En février 2012, soit quelques mois après leur période d’activité réduite du 2ème trimestre 2011, 61% des enquêtés sont en emploi, dont 26% ne sont plus inscrits à Pôle emploi. Par rapport à l’ensemble des indemnisés sortant des listes de Pôle emploi, les personnes interrogées qui ont pratiqué l’activité réduite avant de retrouver un autre emploi ont accédé plus fréquemment à un CDI ou à des contrats de 6 mois ou plus. 43% ont retrouvé un CDI hors contrat aidé contre 39% pour l’ensemble des sortants des listes. Ils sont 53% à être en CDD de 6 mois ou plus contre 41%.

61%

des enquêtés sont en emploi quelques mois plus tard

Des motivations positives à l’exercice d’une activité réduite

Si 66% des enquêtés déclarent avoir accepté l’activité réduite à défaut d’avoir obtenu un emploi plus attractif, deux tiers des personnes rencontrées témoignent de leur intérêt pour le métier exercé, le secteur d’activité ou l’entreprise où elles exercent leur activité réduite. 62% des allocataires ayant pratiqué une activité réduite considèrent cet emploi comme un moyen de développer leur expérience professionnelle. Certains enquêtés considèrent aussi cet emploi comme un moyen de rester proche du marché du travail et un possible tremplin vers un CDI. 58% estiment cependant que la reprise de cet emploi représente au moins un désavantage, notamment la limitation du temps consacré à la recherche d’un emploi.

97%

des personnes interrogées considèrent que l’activité réduite leur a procuré au moins un avantage.

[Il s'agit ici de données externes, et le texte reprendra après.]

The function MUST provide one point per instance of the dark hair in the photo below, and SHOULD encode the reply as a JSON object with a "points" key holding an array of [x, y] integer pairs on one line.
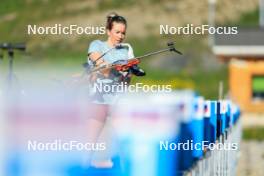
{"points": [[114, 17]]}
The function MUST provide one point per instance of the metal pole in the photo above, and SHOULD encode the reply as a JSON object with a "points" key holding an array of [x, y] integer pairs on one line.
{"points": [[211, 20], [261, 13]]}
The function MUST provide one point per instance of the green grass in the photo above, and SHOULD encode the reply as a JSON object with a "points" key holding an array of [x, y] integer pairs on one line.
{"points": [[256, 133]]}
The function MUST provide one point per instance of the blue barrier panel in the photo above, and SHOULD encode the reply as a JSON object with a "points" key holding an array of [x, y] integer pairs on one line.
{"points": [[198, 127], [228, 114], [210, 122], [218, 119], [213, 121], [207, 115], [223, 116]]}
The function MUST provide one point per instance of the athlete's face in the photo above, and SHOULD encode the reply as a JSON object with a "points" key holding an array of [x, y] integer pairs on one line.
{"points": [[117, 34]]}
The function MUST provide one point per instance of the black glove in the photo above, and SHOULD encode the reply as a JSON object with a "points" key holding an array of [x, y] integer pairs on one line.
{"points": [[137, 71]]}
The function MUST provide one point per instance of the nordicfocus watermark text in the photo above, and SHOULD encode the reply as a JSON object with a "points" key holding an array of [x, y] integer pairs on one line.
{"points": [[59, 29], [124, 87], [59, 145], [191, 29], [190, 145]]}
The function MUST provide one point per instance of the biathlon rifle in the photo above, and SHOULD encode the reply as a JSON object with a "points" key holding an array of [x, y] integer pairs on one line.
{"points": [[122, 65]]}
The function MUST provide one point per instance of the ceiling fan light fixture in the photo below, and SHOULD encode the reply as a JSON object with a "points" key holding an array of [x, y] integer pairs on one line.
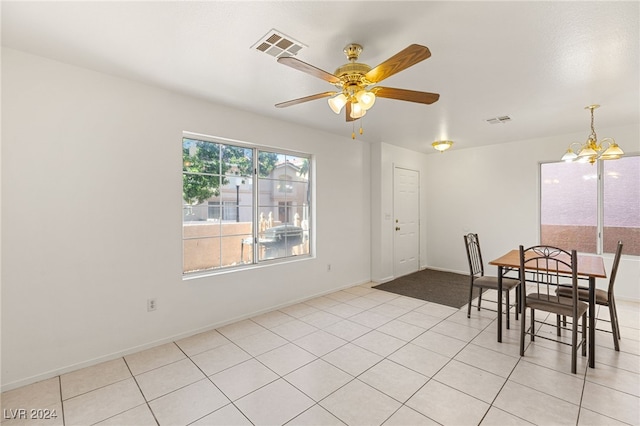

Une méconnaissance du cumul allocation-salaire

Si certains demandeurs d’emploi disent avoir repris une activité afin de prolonger leur durée d’indemnisation, les modalités de recours à ce dispositif restent méconnues. 41% des personnes rencontrées ne connaissaient pas la possibilité de cumul de l’allocation et des revenus de l’activité exercée. Seuls 8% des allocataires interrogés en connaissaient les conditions d’horaire et de revenu en vigueur en 2011. Parmi les personnes connaissant la possibilité de cumul, 63% déclarent qu’elles auraient repris leur emploi même en son absence. Selon elles, leur reprise d’emploi n’est pas liée à l’incitation financière du cumul allocation-salaire.